Invention Title:

INFORMATION PROCESSING DEVICE AND INFORMATION PROCESSING METHOD FOR ARTIFICIAL SPEECH GENERATION

Publication number:

US20240242703

Publication date:
Section:

Physics

Class:

G10L13/027

Inventor:

Assignee:

Applicant:

Drawings (4 of 7)

Smart overview of the Invention

An information processing device is designed to generate artificial speech data by utilizing various forms of input. It incorporates circuitry that extracts emotional indicators from speech data, along with the timing of these indicators. Additionally, it processes text data derived from the same speech data to create more realistic and emotionally nuanced artificial speech.

Importance of Emotional Features in Speech

Human speech is not solely about the words spoken; it conveys emotions that enhance communication. Traditional text-to-speech systems often lack this emotional depth, resulting in robotic-sounding outputs. By integrating emotional features into artificial speech generation, the device aims to produce output that more closely mimics the nuances of natural human conversation.

Utilization of Multiple Data Sources

The device leverages a combination of text transcription, audio analysis, and visual cues from videos to enhance speech generation. By analyzing both audio and video signals, it captures emotional information that can be used to inform the synthetic voice output. This approach aims to improve the realism of voice cloning and dubbing applications.
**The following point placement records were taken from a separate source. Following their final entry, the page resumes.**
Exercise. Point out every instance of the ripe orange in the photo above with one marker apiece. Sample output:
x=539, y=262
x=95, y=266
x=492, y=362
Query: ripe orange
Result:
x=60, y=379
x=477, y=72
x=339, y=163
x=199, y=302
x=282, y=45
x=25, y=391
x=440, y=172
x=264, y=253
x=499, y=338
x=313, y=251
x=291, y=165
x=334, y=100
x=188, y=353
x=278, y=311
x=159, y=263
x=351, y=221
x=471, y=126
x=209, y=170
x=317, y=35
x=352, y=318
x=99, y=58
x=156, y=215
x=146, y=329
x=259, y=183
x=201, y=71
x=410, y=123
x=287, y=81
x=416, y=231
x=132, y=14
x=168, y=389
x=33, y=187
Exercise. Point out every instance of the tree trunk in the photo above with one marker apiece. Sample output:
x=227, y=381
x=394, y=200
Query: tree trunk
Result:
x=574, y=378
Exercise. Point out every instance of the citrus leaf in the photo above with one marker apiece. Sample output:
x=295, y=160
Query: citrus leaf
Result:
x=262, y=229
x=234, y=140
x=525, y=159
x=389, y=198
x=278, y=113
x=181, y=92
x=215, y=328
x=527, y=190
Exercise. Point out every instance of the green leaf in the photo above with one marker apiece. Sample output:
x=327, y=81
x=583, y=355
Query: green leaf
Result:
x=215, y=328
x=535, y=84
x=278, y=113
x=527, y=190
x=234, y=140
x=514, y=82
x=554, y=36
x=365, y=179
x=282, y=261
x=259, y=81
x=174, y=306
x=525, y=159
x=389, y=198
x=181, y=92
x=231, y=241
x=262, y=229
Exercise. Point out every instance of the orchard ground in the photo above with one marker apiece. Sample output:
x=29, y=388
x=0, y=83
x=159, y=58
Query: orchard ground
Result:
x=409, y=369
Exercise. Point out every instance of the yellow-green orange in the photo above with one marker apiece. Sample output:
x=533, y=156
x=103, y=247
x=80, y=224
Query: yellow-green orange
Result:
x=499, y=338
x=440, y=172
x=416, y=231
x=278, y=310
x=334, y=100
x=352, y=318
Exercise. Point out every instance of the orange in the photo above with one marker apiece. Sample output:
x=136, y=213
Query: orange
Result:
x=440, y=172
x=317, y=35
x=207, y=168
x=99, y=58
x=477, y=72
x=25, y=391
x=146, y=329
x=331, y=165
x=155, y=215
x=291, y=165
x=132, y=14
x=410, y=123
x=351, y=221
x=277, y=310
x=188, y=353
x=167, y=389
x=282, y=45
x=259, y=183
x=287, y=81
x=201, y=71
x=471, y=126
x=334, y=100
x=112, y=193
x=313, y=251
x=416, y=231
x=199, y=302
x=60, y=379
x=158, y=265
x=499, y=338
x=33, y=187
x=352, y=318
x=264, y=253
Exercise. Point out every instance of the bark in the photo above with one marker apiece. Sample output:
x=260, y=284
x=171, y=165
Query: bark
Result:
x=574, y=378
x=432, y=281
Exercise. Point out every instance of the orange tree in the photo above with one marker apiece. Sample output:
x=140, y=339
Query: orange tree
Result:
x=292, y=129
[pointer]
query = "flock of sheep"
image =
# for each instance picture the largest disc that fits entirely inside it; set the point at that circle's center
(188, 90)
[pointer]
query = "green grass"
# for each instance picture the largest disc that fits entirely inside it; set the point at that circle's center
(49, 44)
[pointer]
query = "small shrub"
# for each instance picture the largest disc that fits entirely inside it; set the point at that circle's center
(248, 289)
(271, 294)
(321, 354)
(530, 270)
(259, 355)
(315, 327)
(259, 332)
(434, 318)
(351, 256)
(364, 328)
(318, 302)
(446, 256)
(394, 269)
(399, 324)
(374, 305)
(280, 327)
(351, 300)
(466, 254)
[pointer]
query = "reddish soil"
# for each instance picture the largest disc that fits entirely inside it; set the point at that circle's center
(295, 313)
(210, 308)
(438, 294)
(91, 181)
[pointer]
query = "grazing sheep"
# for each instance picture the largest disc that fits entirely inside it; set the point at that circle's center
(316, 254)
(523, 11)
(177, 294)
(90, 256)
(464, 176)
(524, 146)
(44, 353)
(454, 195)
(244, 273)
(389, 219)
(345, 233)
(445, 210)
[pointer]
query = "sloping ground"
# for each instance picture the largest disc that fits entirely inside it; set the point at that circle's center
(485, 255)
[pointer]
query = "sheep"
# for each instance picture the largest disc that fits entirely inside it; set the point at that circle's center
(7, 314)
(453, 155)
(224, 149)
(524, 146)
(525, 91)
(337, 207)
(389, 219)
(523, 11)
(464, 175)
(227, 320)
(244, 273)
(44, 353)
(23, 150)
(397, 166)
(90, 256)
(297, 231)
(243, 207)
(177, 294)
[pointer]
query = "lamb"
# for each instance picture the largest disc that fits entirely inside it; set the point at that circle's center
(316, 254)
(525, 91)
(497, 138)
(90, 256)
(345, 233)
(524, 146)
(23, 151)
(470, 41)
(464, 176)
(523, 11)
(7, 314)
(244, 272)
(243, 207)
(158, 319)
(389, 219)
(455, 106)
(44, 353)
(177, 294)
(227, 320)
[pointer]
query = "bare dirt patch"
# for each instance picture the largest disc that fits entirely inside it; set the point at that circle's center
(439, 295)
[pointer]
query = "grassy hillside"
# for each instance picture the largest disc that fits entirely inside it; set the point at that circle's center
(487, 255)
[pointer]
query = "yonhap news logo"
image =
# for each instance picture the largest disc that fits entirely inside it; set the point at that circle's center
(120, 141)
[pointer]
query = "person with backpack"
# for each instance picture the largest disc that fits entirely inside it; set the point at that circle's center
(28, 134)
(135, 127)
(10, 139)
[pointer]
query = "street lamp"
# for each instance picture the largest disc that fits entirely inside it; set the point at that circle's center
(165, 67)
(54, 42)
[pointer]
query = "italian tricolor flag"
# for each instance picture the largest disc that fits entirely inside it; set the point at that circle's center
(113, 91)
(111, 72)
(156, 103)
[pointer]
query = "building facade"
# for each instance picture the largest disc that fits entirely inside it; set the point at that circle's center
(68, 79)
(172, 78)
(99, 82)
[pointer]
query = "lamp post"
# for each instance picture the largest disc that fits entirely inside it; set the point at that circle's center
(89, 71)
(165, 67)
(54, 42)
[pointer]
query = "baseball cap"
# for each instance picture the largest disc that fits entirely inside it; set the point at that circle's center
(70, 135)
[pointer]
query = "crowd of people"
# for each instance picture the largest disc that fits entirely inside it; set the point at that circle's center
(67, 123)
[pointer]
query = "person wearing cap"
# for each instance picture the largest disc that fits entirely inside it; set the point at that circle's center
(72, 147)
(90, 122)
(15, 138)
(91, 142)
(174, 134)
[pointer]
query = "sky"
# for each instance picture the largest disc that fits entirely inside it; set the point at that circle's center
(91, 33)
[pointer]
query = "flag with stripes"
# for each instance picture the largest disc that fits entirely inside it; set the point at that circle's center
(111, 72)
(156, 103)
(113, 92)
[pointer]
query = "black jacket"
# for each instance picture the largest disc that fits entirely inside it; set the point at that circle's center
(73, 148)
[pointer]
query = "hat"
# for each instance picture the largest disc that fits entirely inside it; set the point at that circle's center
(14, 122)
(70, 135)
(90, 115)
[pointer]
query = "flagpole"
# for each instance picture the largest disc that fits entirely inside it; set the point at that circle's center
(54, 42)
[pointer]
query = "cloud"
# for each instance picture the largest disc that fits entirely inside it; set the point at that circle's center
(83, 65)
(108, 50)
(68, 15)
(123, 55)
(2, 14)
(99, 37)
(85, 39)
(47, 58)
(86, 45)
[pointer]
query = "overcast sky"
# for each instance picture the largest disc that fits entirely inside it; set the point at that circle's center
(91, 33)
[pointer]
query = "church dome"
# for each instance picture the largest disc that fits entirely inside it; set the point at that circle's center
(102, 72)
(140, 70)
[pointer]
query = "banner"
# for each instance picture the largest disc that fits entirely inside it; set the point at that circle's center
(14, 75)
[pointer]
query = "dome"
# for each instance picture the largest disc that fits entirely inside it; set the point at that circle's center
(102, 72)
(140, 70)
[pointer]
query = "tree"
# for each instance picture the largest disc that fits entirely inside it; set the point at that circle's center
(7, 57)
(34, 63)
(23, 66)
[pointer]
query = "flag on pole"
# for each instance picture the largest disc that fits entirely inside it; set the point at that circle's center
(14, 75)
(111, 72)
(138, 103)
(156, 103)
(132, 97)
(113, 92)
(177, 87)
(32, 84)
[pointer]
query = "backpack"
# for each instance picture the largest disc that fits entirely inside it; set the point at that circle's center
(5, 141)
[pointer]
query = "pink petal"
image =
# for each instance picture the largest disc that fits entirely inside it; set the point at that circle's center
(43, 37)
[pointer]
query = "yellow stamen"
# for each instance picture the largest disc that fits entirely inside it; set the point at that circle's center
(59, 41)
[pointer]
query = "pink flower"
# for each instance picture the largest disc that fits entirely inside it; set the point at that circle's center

Components and Functionality

The circuitry within the device includes processors, memory, and interfaces for communication and input/output operations. It can extract speech data from various sources, including digital recordings and live inputs. The system generates text data through transcription or translation, which serves as a foundation for creating artificial speech enriched with emotional context.

Training and Model Development

The artificial speech generation relies on a trained model that incorporates acoustic and emotional parameters. Machine learning techniques, such as neural networks, are employed to refine the generation process. The training utilizes examples of emotional speech to enhance the model's understanding of how to replicate human-like emotional expression in synthesized voices.